Friday 7 March
According to a new report from the Adam Smith Institute, The Waste of Nations by Gordon Hector, pay-as-you-throw (PAYT) waste charges are the best way to encourage recycling and to boost profitable waste businesses.
The report stresses that PAYT must not be used as a ‘dustbin tax’ and that its introduction must be accompanied by a corresponding fall in council tax. Evidence from Holland, Ireland and Germany suggests that PAYT should not increase household bills and that, indeed, it may offer an opportunity to reduce them.
According to the report:
- The UK is lagging behind in recycling, sometimes dubbed the ‘dustbin of Europe’.
- Recycling is good for the environment because it reduces the need for unpopular landfill sites and incinerators and can prompt emissions savings of millions of tonnes a year. It is good economics too, because it allows us to get value from things we would otherwise bury in the ground.

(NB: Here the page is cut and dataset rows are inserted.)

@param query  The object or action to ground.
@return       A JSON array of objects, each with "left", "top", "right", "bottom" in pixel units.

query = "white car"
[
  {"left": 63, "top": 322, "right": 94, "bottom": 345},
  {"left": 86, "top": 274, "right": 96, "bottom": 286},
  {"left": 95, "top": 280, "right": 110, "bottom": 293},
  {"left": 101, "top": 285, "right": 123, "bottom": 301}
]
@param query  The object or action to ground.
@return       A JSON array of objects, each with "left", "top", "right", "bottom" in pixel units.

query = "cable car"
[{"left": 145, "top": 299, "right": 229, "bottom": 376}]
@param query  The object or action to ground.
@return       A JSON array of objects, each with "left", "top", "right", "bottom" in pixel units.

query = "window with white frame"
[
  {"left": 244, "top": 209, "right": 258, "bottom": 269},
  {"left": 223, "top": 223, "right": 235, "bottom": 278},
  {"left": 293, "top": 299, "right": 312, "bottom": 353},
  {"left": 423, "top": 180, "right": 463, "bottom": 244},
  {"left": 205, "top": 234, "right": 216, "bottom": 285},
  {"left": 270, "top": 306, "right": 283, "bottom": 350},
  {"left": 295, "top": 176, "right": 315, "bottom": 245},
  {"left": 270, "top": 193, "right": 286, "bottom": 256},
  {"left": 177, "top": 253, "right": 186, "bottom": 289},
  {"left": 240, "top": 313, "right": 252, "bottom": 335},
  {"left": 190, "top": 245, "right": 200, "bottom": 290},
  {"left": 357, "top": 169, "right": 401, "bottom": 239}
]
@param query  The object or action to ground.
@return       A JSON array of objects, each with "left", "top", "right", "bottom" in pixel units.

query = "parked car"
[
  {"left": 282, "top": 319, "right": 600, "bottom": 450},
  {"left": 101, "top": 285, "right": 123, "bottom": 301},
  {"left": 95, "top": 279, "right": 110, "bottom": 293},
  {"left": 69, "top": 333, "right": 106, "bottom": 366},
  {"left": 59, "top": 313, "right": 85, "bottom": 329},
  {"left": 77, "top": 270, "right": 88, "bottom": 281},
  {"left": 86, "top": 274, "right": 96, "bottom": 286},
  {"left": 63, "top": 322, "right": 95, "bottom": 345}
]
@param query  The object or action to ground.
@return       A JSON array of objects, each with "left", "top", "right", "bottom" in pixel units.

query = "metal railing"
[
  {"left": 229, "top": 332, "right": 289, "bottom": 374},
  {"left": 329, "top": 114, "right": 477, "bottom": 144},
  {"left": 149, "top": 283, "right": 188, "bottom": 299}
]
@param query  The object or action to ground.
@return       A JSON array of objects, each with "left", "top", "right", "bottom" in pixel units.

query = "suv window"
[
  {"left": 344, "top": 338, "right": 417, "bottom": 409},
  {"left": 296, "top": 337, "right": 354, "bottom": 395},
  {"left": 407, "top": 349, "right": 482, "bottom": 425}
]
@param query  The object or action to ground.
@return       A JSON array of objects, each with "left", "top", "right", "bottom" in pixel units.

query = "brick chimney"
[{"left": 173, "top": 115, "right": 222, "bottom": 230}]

- Research from the US suggests a move to PAYT would reduce landfill by 16-17%, increase recycling by 50%, and lead to a source reduction in waste of around 16%.
- PAYT would encourage consumers to demand less unnecessary packaging and more recyclables from producers and retailers. Such consumer-led environmentalism is far more effective than government regulation.
The report also calls for the full liberalization of the refuse collection sector, so that private companies would have to compete for customers. Such a move would keep prices down and increase customer satisfaction. It would also lead to innovation and encourage refuse collectors to recycle more waste.
As the ASI’s policy director, Tom Clougherty, says:
“The government’s proposals for variable waste charging have run into widespread opposition because they are half-baked and ill thought out. The ASI’s plan is entirely different. Liberalizing refuse collection and introducing pay-as-you-throw charging would dramatically increase recycling and help the environment, but it would also be an opportunity to reduce taxes, save money, and increase the quality of a vital service.”
The final section of the report argues that recycling should be put on a commercial footing. Recycling facilities and providers should be allowed to merge and consolidate, and the free movement and trade of recyclables should be established. This would allow economies of scale to be established, bringing down the cost of recycling and recycled goods, and ensuring a market for commercially viable businesses in the long run.